I'm trying to load a .txt file from a GCS bucket into pandas df via pd.read_csv. When I run this code on my local machine (sourcing the .txt file from a local directory), it works perfectly. However, when I try and run the code in a cloud function , accessing the same .txt file but from a GCS bucket, I get a 'TypeError: cannot use a string pattern on a bytes-like object'
The only thing that's different is the fact that I'm accessing the .txt file via the GCS bucket so its a bucket object (Blob) instead of a normal file. Would I need to download the blob as a string or as a file-like object first before doing pd.read_csv? code is below
def stage1_cogs_vfc(data, context):
from google.cloud import storage
import pandas as pd
import dask.dataframe as dd
import io
import numpy as np
start_bucket = 'my_bucket'
storage_client = storage.Client()
source_bucket = storage_client.bucket(start_bucket)
df = pd.DataFrame()
file_path = 'gs://my_bucket/SCE_Var_Fact_Costs.txt'
df = pd.read_csv(file_path,skiprows=12, encoding ='utf-8', error_bad_lines= False, warn_bad_lines= False , header = None ,sep = '\s+|\^+',engine='python')

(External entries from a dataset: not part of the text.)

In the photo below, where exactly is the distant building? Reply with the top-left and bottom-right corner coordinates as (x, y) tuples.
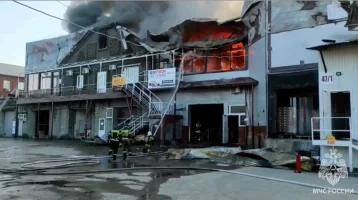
(0, 63), (25, 97)
(0, 63), (25, 137)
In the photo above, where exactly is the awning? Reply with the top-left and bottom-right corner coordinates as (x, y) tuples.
(180, 77), (259, 89)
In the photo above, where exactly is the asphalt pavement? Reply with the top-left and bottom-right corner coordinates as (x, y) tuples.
(0, 138), (358, 200)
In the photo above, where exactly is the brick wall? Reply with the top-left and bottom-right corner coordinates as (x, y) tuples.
(0, 75), (24, 96)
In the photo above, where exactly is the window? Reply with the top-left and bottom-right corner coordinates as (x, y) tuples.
(239, 113), (246, 127)
(76, 75), (83, 89)
(3, 80), (11, 91)
(18, 82), (25, 90)
(229, 105), (246, 114)
(184, 48), (246, 74)
(29, 74), (39, 91)
(41, 72), (51, 89)
(98, 35), (108, 49)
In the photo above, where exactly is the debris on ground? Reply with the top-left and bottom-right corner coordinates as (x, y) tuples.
(167, 147), (313, 171)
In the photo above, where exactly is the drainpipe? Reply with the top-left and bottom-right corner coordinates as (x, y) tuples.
(50, 102), (54, 140)
(319, 50), (327, 73)
(15, 104), (19, 138)
(251, 85), (255, 148)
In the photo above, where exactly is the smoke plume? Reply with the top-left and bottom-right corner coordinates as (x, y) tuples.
(63, 1), (244, 37)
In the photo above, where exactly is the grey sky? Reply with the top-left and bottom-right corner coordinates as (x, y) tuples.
(0, 1), (70, 66)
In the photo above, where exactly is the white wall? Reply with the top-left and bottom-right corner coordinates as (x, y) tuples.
(320, 146), (358, 168)
(157, 88), (249, 126)
(248, 38), (267, 126)
(318, 45), (358, 139)
(271, 21), (357, 67)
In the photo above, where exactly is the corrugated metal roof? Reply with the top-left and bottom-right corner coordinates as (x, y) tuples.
(0, 63), (25, 77)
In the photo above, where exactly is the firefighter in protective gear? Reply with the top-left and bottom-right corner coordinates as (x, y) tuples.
(108, 130), (120, 161)
(143, 131), (155, 153)
(120, 125), (132, 160)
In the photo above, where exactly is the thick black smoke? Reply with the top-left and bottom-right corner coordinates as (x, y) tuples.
(63, 1), (169, 32)
(63, 1), (243, 37)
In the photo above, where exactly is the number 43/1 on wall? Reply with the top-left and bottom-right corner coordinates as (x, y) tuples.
(321, 74), (333, 84)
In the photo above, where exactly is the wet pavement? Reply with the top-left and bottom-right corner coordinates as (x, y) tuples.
(0, 138), (357, 200)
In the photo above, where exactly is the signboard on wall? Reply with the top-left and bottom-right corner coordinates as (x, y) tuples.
(148, 68), (176, 89)
(112, 75), (126, 88)
(320, 74), (333, 84)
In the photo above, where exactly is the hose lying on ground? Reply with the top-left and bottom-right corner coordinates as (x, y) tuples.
(0, 151), (166, 173)
(1, 167), (358, 195)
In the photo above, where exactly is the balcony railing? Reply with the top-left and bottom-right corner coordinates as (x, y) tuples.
(149, 102), (186, 116)
(311, 117), (356, 146)
(19, 82), (112, 98)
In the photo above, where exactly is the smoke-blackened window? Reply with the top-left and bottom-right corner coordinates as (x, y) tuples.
(98, 32), (108, 49)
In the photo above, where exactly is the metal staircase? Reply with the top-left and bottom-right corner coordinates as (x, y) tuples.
(0, 97), (10, 111)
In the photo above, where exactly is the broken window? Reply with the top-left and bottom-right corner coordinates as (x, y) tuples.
(28, 74), (39, 91)
(41, 72), (51, 89)
(98, 35), (108, 50)
(184, 43), (246, 74)
(231, 50), (246, 70)
(207, 52), (221, 72)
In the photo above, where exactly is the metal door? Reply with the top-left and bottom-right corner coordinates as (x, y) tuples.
(97, 72), (107, 93)
(4, 111), (15, 136)
(122, 66), (139, 84)
(98, 118), (107, 141)
(222, 115), (229, 144)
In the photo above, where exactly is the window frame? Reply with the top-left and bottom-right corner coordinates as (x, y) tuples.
(76, 74), (84, 89)
(2, 80), (11, 91)
(17, 81), (25, 91)
(183, 46), (248, 76)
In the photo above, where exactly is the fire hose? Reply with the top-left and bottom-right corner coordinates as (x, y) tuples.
(0, 166), (358, 195)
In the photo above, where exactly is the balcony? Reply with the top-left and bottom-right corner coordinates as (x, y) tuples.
(18, 82), (126, 104)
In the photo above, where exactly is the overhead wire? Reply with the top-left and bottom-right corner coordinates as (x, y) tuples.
(57, 1), (69, 8)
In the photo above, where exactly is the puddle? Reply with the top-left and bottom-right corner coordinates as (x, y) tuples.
(3, 180), (70, 188)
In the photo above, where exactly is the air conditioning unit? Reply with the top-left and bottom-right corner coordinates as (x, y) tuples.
(17, 114), (26, 121)
(109, 65), (117, 70)
(81, 68), (89, 74)
(66, 70), (73, 76)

Traceback (most recent call last):
File "/env/local/lib/python3.7/site-packages/google/cloud/functions/worker.py", line 383, in run_background_function _function_handler.invoke_user_function(event_object) File "/env/local/lib/python3.7/site-packages/google/cloud/functions/worker.py", line 217, in invoke_user_function return call_user_function(request_or_event) File "/env/local/lib/python3.7/site-packages/google/cloud/functions/worker.py", line 214, in call_user_function event_context.Context(**request_or_event.context)) File "/user_code/main.py", line 20, in stage1_cogs_vfc df = pd.read_csv(file_path,skiprows=12, encoding ='utf-8', error_bad_lines= False, warn_bad_lines= False , header = None ,sep = '\s+|\^+',engine='python') File "/env/local/lib/python3.7/site-packages/pandas/io/parsers.py", line 702, in parser_f return _read(filepath_or_buffer, kwds) File "/env/local/lib/python3.7/site-packages/pandas/io/parsers.py", line 429, in _read parser = TextFileReader(filepath_or_buffer, **kwds) File "/env/local/lib/python3.7/site-packages/pandas/io/parsers.py", line 895, in __init__ self._make_engine(self.engine) File "/env/local/lib/python3.7/site-packages/pandas/io/parsers.py", line 1132, in _make_engine self._engine = klass(self.f, **self.options) File "/env/local/lib/python3.7/site-packages/pandas/io/parsers.py", line 2238, in __init__ self.unnamed_cols) = self._infer_columns() File "/env/local/lib/python3.7/site-packages/pandas/io/parsers.py", line 2614, in _infer_columns line = self._buffered_line() File "/env/local/lib/python3.7/site-packages/pandas/io/parsers.py", line 2689, in _buffered_line return self._next_line() File "/env/local/lib/python3.7/site-packages/pandas/io/parsers.py", line 2791, in _next_line next(self.data) File "/env/local/lib/python3.7/site-packages/pandas/io/parsers.py", line 2379, in _read yield pat.split(line.strip()) TypeError: cannot use a string pattern on a bytes-like object
``|